Schliesslich sind Fischvorkommen, Arten, Methoden etc. sowohl regionalen wie lokalen Gegebenheiten angepasst, zudem hat jedes Bundesland eigene Schonzeiten/Mindestmaße/Bestimmungen, die dann teilweise auch innerhalb eines  Bundeslandes von Gewässer zu Gewässer noch zusätzlich variieren.

Um den Anglern in einem Überblick zu zeigen, wo sie mit welcher Methode zu welcher Jahreszeit angeln dürfen, dies hoffentlich sogar erfolgreich, habe ich die folgenden Threads aufgemacht.

Ich würde mich freuen, wenn Ihr für den jeweiligen Monat eintragen würdet, auf welche Fische ihr an welchem Gewässer mit welchen Methoden/Montagen angelt. Damit kann sich dann der interessierte Angler für den jeweiligen Monat ein geeignetes Gewässer zum erfolgreichen angeln in ganz Deutschland suchen. 

Wenn genügend Infos zusammen kommen, werde ich das dann im Magazin zusammen fassen.

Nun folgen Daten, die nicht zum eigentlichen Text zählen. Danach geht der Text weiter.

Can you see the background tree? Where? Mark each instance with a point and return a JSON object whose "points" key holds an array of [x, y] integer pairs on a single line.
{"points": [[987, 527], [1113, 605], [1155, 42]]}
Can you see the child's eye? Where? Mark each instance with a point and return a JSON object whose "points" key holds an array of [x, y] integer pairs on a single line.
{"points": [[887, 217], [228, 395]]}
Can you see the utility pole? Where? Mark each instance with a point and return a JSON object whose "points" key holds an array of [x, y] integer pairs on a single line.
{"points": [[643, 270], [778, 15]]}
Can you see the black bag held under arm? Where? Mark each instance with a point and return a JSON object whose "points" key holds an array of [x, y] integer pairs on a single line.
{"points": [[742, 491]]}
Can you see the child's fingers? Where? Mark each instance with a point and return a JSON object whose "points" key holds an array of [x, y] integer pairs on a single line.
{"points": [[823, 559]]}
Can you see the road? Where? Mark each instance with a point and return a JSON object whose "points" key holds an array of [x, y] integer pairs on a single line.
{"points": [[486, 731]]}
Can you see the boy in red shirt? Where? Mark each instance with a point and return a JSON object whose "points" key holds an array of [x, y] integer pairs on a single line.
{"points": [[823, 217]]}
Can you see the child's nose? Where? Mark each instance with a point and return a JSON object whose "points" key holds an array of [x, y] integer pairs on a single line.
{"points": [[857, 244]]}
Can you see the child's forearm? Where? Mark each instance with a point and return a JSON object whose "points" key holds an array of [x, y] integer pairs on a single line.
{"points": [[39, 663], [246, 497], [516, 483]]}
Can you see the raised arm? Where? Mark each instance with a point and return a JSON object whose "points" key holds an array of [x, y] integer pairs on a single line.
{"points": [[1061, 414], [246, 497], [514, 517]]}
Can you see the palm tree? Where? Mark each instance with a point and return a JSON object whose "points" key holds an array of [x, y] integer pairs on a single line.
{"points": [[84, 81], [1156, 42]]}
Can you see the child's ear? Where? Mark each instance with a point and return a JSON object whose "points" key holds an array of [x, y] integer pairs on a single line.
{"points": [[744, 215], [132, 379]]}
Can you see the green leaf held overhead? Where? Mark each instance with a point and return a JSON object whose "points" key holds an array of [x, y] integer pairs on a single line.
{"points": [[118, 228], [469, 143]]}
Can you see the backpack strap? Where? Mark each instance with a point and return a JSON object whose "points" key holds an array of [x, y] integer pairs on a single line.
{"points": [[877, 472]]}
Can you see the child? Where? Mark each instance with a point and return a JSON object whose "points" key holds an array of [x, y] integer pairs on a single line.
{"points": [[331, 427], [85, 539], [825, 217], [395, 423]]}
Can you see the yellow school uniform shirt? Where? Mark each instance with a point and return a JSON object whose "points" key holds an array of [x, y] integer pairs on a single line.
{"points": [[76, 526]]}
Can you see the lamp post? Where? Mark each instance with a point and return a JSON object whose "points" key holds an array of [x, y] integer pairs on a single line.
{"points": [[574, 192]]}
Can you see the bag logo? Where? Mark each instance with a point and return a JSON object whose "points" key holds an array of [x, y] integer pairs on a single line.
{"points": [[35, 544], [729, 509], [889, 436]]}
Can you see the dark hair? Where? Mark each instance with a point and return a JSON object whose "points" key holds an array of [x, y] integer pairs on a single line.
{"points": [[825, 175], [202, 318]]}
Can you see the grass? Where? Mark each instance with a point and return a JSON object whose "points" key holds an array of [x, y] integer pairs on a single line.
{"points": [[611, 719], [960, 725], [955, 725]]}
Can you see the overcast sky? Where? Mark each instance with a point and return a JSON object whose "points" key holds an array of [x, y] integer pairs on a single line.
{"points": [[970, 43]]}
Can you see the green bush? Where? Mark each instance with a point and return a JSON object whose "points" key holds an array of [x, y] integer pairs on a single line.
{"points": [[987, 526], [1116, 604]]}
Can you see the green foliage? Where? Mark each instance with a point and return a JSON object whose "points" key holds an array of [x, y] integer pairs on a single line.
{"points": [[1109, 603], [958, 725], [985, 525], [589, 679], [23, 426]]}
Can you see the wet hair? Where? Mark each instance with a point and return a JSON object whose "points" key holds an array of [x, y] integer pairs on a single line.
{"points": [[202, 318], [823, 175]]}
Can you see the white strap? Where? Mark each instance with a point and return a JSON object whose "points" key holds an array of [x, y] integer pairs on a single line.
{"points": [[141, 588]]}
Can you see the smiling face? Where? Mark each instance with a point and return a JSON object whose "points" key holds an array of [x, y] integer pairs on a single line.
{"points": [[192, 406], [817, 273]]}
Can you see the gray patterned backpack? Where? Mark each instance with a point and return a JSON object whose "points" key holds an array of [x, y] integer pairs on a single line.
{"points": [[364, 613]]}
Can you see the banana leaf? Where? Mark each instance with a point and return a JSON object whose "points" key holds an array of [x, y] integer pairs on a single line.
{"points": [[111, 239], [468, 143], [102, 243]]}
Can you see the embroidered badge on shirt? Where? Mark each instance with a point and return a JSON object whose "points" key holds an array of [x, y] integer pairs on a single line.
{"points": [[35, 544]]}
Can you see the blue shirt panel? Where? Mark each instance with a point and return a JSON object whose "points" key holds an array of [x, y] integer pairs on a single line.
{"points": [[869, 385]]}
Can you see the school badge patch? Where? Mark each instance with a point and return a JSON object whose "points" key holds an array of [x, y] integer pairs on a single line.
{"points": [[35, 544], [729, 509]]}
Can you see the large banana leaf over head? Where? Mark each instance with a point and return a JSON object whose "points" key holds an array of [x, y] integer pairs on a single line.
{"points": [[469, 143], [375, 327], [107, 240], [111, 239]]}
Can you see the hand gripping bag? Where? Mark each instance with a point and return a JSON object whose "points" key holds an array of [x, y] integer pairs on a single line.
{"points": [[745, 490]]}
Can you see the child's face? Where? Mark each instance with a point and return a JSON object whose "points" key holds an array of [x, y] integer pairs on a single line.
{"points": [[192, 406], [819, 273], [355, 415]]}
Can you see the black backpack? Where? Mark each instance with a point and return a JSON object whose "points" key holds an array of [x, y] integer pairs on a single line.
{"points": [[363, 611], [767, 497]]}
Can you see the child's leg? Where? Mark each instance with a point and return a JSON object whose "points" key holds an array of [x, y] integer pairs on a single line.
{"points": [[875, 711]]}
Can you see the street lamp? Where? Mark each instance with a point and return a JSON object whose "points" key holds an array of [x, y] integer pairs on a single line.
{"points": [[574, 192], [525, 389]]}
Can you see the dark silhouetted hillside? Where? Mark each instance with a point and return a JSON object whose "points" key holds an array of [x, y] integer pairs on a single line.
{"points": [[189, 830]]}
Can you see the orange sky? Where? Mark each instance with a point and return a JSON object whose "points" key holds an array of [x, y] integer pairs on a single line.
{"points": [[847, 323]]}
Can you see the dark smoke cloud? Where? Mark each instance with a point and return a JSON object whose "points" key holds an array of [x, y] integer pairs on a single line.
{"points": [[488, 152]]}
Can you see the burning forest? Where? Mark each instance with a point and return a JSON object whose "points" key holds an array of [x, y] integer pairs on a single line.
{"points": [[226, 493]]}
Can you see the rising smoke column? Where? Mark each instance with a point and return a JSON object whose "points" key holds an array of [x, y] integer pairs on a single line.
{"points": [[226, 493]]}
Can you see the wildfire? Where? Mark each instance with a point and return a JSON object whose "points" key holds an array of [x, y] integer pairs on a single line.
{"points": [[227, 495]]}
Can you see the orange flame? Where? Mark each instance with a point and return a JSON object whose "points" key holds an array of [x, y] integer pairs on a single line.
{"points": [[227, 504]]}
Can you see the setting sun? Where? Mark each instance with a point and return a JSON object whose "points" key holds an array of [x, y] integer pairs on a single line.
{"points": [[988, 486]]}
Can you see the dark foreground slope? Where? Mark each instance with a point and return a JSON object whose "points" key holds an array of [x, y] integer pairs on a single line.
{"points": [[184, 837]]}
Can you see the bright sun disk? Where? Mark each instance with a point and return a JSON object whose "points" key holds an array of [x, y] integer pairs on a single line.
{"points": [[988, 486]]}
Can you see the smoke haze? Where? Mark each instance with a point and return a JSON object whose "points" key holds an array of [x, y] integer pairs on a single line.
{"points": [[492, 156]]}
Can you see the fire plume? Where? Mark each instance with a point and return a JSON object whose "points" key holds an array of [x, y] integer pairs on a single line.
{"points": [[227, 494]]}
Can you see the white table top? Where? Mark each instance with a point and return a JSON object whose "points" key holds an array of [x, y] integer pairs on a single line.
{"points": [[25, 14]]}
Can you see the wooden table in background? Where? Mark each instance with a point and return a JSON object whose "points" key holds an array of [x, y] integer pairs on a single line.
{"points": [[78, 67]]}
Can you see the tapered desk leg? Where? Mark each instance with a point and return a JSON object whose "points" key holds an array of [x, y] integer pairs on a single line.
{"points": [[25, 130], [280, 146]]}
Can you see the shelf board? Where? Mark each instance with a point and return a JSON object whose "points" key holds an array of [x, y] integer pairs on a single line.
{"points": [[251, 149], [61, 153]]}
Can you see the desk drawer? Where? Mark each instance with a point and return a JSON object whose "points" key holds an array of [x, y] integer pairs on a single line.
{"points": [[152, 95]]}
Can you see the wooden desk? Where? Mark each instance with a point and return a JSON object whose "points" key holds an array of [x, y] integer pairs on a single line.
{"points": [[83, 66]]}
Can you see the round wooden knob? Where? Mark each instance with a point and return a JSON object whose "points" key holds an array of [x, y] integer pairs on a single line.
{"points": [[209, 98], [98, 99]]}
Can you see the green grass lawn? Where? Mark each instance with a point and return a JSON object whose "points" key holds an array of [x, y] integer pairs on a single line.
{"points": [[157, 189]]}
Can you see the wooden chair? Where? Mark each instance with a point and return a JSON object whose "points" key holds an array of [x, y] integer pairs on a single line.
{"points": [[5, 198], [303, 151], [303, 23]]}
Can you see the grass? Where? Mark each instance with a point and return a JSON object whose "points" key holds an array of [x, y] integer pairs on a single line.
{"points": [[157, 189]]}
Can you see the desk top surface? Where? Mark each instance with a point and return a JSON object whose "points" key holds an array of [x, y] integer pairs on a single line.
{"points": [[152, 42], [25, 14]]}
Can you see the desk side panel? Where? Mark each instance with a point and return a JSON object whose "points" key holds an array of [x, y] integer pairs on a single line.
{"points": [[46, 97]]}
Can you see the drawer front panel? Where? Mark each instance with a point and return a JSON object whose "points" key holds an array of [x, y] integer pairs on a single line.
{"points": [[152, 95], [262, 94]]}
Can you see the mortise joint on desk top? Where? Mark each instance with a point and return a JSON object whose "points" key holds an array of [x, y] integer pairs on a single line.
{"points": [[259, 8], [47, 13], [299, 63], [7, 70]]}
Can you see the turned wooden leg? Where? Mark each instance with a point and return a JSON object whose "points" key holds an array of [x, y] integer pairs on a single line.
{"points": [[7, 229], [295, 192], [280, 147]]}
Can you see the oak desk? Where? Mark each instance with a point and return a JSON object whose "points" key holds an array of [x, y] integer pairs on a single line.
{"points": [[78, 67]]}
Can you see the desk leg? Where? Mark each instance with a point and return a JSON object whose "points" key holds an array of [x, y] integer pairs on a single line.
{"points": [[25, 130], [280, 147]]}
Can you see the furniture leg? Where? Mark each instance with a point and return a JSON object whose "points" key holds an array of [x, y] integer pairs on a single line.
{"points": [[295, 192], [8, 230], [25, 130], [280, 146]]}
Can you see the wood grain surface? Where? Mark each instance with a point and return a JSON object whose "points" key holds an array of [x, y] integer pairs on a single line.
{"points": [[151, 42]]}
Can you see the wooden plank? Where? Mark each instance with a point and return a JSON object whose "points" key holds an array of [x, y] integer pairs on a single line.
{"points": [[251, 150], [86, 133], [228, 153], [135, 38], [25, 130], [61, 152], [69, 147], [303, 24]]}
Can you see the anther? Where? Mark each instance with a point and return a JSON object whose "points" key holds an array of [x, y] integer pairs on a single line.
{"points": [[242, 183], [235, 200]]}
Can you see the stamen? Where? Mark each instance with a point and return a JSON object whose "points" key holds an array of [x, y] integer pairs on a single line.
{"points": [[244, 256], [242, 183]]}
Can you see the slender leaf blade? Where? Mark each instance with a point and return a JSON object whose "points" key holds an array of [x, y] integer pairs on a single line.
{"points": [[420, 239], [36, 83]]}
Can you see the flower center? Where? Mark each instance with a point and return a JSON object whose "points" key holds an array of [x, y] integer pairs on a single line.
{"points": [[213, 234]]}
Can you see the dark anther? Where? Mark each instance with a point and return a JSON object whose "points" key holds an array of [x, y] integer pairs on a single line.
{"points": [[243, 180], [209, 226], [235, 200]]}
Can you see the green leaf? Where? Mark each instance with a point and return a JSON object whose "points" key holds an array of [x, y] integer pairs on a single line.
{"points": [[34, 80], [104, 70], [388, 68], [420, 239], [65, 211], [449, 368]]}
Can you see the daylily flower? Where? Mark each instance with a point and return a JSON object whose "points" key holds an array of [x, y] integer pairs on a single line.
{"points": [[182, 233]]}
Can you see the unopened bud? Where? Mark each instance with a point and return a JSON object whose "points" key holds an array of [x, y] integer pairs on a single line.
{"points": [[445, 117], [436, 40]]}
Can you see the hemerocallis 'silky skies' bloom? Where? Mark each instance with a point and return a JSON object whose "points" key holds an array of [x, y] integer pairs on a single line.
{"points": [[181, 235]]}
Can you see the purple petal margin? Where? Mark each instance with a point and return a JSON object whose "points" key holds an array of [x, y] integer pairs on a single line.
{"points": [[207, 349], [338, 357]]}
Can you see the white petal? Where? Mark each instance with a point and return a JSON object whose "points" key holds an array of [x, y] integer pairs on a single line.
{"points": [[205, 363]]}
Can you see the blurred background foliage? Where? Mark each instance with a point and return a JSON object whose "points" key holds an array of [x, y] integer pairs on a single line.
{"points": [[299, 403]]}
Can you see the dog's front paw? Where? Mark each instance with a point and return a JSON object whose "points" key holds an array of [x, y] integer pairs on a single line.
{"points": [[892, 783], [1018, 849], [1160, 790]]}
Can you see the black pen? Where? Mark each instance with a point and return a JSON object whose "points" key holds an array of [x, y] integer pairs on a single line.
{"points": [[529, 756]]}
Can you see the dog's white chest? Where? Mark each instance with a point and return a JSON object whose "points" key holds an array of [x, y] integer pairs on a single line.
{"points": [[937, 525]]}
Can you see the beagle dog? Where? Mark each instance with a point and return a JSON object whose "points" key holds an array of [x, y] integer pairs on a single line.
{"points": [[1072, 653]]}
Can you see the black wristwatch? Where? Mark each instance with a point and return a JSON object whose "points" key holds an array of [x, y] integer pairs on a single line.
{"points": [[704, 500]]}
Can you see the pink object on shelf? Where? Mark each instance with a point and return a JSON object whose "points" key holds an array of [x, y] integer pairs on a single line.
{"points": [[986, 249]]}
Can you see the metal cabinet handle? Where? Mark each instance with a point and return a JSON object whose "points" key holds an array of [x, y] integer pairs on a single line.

In diesem Thread hier bitte Fische/Gewässer/Methoden für den September eintragen


----------



## Thomas9904 (8. Oktober 2004)

*AW: Fsiche und Angeln im September*

Gewässer: Neckar bei Heilbronn
Fischöbel
Methode: Nassfliege, anbieten unter allen Büschen und Kehrwassern direkt am Ufer. Schwarze Palmer, je nach Tiefe/Strmung beschwert. Je lauter die Fliege "einschlägt", desto grösser die Wahrscheinlichkeit eines direkten Bisses. Sonst absinken lassen und wieder heranzupfen


----------



## nikmark (8. Oktober 2004)

*AW: Fsiche und Angeln im September*

Gewässer: Sorpesee
Fisch: Renken
Methode: Vom Boot aus mit Hegene. 25 g Endblei im Schlamm versinken lassen und gaaaanz lagsam rausziehen. Die entstehende Schlammwolke macht die Renken verrückt. Dann die Hegene laangsam anheben (in der Geschwindigkeit, in der die Zuckmückenlarven aufsteigen). Beim leichtesten Vibrieren anschlagen

Nikmark


----------



## Veit (18. Oktober 2004)

*AW: Fische und Angeln im September*

Gewässer: Saale in Halle, kleine Teiche
Methoden: Grundangeln mit Wurm und Frolic, Spinnangeln, Matchangeln
Fänge: große Karpfen und Aale, beim Spinnangeln viele Barsche und Döbel mit Glück auch Zander, beim Matchen meist kleinere Karpfen


----------